Allora, con i piccoli passi ci stiamo arrivando … :grinning:
Ho trovato un report redatto proprio dal Dr. Webb relativo alla sua proposta di tuta “a contropressione meccanica” denominata Space Activity Suit del 1971.
Sembra proprio che la sua proposta fosse di impiegare una tuta SENZA un dispositivo esterno di termoregolazione :scream:

A successful Space Activity Suit promises these advantages over gas-filled pressure suits: complete mobility at small metabolic cost; simplicity and greater reliability; low risk if the garment is torn; and physiological temperature regulation without cooling equipment.

Sempre più intrigante vero?
Chissa cosa propone il prototipo realizzato dalla Dottoressa Newman, dato che si basa proprio sugli studi del Dr. Webb :kissing_heart:

E' un immagine sorprendente! sembra la tuta spaziale di Flash Gordon!! Ma una tutina così aderente come fa a supportare le funzioni vitali di un astronauta durante un EVA?

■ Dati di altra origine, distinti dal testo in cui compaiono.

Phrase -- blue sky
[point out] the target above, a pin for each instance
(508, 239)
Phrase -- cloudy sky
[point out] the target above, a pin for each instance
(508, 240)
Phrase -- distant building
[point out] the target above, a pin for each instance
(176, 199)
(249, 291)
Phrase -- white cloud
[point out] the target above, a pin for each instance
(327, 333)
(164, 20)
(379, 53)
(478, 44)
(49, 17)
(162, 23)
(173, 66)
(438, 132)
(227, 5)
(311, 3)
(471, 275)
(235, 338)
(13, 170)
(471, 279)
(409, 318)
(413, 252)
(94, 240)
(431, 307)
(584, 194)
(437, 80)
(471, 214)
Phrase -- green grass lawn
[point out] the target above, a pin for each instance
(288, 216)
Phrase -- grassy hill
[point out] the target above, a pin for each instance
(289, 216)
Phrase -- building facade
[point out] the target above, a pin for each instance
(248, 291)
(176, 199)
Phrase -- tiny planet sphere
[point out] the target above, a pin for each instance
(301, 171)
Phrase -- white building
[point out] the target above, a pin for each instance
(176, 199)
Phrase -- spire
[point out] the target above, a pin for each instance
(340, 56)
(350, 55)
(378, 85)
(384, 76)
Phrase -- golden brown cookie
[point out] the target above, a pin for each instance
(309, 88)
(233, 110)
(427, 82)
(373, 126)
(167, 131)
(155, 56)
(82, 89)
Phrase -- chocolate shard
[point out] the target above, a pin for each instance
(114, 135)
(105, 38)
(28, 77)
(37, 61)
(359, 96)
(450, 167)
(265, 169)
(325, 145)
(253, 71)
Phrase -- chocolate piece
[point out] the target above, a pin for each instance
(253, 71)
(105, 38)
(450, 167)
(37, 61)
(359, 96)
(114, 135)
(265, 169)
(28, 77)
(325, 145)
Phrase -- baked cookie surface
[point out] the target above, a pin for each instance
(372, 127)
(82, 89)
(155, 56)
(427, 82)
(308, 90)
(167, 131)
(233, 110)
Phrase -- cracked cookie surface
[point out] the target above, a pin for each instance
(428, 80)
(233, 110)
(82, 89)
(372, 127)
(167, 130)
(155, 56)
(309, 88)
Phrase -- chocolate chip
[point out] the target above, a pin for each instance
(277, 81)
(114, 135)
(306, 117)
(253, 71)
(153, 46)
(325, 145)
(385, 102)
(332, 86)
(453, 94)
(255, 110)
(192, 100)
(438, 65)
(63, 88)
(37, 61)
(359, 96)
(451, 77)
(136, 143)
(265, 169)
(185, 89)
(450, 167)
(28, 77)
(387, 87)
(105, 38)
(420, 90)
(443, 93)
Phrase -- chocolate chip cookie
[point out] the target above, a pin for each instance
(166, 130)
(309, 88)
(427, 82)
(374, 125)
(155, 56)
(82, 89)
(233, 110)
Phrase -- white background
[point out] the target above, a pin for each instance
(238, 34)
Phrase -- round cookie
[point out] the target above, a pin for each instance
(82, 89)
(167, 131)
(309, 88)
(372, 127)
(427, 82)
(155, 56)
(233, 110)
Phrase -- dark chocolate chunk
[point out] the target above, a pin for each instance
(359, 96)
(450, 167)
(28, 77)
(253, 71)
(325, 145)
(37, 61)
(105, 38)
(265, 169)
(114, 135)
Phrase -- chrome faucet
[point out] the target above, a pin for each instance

Allora, con i piccoli passi ci stiamo arrivando … :grinning:
Ho trovato un report redatto proprio dal Dr. Webb relativo alla sua proposta di tuta “a contropressione meccanica” denominata Space Activity Suit del 1971.
Sembra proprio che la sua proposta fosse di impiegare una tuta SENZA un dispositivo esterno di termoregolazione :scream:


Ma il dottor Webb aveva avuto molti casi di pazzia in famiglia?